I want to create a R package that features functionalities from different python modules. The reticulate package offers a variety of functions to load and execute python modules from within R.
For the deployment of my package I was wondering what would be the most efficient way to handle the installation of the python modules upon installation of my R package.
As my python modules need python >= 3.7, I planned to include a virtual environment with python 3.7 in the R package. Upon installation, the necessary python modules should be downloaded and imported into the virtual environment.
I can't deploy my R package with an environment that already contains the necessary modules, as the file size of a such environment would exceed >1.5 GB. This seems a little big.
Is there a convenient way do deal with this problem?
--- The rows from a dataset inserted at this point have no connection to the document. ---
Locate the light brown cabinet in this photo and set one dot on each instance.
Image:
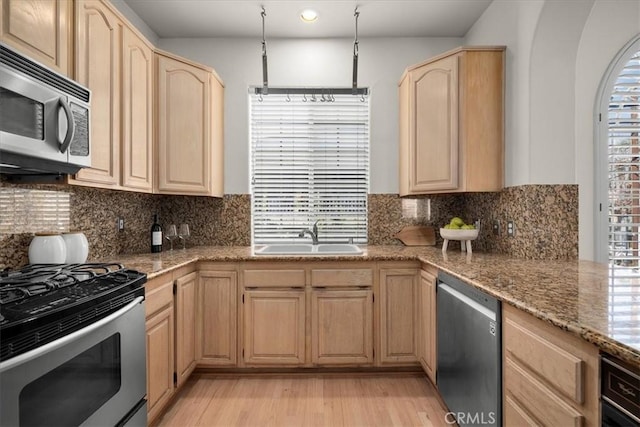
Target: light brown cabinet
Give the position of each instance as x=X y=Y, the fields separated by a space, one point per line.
x=550 y=377
x=452 y=123
x=185 y=118
x=137 y=113
x=308 y=314
x=171 y=323
x=399 y=315
x=185 y=310
x=427 y=321
x=160 y=343
x=341 y=326
x=116 y=63
x=218 y=310
x=41 y=29
x=274 y=332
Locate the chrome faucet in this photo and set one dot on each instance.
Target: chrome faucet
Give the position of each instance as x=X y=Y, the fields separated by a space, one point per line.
x=311 y=232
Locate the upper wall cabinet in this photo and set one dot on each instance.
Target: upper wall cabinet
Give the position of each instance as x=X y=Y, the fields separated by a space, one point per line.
x=41 y=29
x=189 y=112
x=117 y=65
x=452 y=123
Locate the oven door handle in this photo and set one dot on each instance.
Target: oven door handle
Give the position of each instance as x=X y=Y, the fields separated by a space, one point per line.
x=61 y=342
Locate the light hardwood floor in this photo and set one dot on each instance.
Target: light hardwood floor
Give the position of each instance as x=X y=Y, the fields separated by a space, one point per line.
x=405 y=399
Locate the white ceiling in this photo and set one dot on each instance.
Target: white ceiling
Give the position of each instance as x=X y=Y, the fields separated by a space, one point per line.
x=241 y=18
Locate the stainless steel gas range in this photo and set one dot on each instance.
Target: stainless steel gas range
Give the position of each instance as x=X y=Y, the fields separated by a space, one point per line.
x=72 y=346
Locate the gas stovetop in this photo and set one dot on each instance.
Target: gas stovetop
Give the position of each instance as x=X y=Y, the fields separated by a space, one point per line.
x=42 y=302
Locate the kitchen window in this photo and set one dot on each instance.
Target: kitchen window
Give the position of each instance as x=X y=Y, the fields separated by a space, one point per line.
x=623 y=164
x=309 y=163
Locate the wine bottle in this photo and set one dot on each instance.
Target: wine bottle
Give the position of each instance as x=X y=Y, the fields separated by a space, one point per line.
x=156 y=235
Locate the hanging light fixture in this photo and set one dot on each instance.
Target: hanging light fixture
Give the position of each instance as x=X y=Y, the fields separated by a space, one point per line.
x=325 y=94
x=354 y=85
x=265 y=78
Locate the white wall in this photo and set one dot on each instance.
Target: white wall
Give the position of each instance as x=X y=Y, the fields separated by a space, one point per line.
x=315 y=62
x=512 y=24
x=136 y=21
x=558 y=53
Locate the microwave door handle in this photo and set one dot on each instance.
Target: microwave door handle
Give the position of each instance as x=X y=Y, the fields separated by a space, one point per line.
x=64 y=145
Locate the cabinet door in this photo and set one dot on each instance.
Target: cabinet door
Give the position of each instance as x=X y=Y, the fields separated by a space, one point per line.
x=184 y=145
x=274 y=330
x=218 y=312
x=427 y=327
x=398 y=315
x=186 y=298
x=137 y=113
x=160 y=366
x=41 y=29
x=217 y=137
x=434 y=126
x=342 y=327
x=98 y=33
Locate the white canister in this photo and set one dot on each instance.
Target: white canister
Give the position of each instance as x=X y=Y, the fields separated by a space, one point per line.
x=77 y=247
x=47 y=248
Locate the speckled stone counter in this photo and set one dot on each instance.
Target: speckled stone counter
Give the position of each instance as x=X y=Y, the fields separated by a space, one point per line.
x=579 y=296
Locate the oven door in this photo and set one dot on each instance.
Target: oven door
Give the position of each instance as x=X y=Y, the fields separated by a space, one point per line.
x=95 y=376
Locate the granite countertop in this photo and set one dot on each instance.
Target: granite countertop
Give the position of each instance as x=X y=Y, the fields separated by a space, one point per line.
x=581 y=297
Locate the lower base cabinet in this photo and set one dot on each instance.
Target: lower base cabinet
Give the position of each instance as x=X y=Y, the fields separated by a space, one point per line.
x=427 y=322
x=341 y=327
x=550 y=377
x=160 y=344
x=217 y=314
x=399 y=315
I was thinking of something like this:
module <- NULL
.onload <- function(libname, pkgname){
reticulate::use_virtuaenv("./path/to/my/environment/contained/in/the/package")
if (!reticulate::py_module_available(python_module)){
reticulate::py_install("module_name")
}
module <<- reticulate::import("module_name")
}
In the documentation of the reticulate package (https://rstudio.github.io/reticulate/articles/package.html), they recommend to provide wrapper functions, so that the user can define the virtual environment / python to use and that the user manually downloads the necessary modules. But that seems a little inconvenient to me, as in my opinion these modules should automatically install, once the R package is installed.
Does my approach make sense or is this just bad etiquette?